Le 4 avril, la Chine a décidé de restreindre les exportations de certaines terres rares stratégiques. Une décision qui fait craindre une pénurie mondiale, étant donné que Pékin domine quasi-tout le secteur. Or, ces matériaux sont cruciaux pour les entreprises d'aéronautique civile et militaire (moteurs à réaction), les fabricants d'armes (drones, missiles, robots), de panneaux solaires et d'éoliennes, les constructeurs de voitures électriques, les entreprises de l'imagerie médicale. Et, bien sûr, les firmes de la tech (smartphones, ordinateurs, disques durs, objets connectés).

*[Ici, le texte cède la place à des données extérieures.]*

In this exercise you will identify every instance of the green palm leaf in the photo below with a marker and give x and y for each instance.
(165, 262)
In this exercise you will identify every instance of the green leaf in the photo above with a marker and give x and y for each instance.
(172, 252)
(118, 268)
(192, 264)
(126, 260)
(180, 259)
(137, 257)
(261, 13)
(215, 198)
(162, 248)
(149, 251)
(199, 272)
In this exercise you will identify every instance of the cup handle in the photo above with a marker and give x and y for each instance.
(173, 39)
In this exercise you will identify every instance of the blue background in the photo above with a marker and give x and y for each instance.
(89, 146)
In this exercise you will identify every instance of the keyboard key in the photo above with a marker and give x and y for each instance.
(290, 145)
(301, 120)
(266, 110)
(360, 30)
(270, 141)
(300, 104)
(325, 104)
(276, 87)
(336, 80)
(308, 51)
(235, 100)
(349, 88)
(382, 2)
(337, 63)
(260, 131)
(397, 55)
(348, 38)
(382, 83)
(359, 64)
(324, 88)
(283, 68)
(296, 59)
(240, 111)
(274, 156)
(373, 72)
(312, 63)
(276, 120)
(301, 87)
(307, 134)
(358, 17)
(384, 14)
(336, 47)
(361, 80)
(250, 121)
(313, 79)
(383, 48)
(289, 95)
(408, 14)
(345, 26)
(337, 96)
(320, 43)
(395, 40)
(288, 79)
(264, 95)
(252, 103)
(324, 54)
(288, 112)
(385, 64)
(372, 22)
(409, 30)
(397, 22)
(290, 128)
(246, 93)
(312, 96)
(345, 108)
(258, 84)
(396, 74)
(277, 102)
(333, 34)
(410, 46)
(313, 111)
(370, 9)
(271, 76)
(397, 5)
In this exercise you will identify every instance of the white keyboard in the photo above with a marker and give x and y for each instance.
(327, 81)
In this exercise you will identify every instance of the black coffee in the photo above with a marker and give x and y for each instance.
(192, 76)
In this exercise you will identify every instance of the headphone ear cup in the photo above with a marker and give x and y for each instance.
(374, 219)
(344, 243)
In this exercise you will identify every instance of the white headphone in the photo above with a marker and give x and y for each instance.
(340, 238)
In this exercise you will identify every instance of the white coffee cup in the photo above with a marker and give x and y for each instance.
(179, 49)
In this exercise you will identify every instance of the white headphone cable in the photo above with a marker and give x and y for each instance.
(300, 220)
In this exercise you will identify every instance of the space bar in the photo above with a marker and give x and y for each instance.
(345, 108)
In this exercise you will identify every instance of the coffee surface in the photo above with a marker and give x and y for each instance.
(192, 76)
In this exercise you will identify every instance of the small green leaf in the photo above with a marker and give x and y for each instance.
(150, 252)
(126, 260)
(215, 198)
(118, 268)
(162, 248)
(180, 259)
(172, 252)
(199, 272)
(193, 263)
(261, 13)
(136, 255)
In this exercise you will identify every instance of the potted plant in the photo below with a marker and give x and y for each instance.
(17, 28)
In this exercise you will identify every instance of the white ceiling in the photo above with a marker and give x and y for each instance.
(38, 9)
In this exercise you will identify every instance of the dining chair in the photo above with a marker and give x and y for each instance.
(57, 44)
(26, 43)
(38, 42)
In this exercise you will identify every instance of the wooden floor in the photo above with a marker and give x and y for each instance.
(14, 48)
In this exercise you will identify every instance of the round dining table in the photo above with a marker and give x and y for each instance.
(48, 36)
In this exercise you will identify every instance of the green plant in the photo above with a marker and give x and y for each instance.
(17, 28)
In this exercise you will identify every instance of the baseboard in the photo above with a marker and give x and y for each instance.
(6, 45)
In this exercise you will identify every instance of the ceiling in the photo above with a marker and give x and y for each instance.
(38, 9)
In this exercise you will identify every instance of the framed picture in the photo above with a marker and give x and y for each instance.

👉 Lisez l'article de Mathieu Viviani : restreindre l'export des terres rares, cette arme de la Chine contre les États-Unis
De l'autre côté, les États-Unis ont tenté d'empêcher la Chine de poursuivre son développement technologique, en interdisant aux fonderies de semi-conducteurs d'y exporter leurs puces les plus avancées.
👉 Cliquez ici : comment Pékin a gagné la guerre des semi-conducteurs
Insuffisant pour bloquer Pékin, qui a réussi à développer ses propres modèles d'intelligence artificielle et même des smartphones de pointe sans puces américaines. « Les géants chinois ont utilisé leur grand nombre d'ingénieurs pour développer des technologies avancées, malgré le manque de puces haut de gamme », explique à La Tribune Jean-Christophe Eloy, président de Yole Group.
Voyant que la guerre commerciale n'évoluait pas tel qu'il l'avait prévu, Donald Trump a tenté une autre stratégie. Le président américain a sommé l'Union européenne de participer à sa guerre commerciale en imposant, elle aussi, des surtaxes sur les produits chinois.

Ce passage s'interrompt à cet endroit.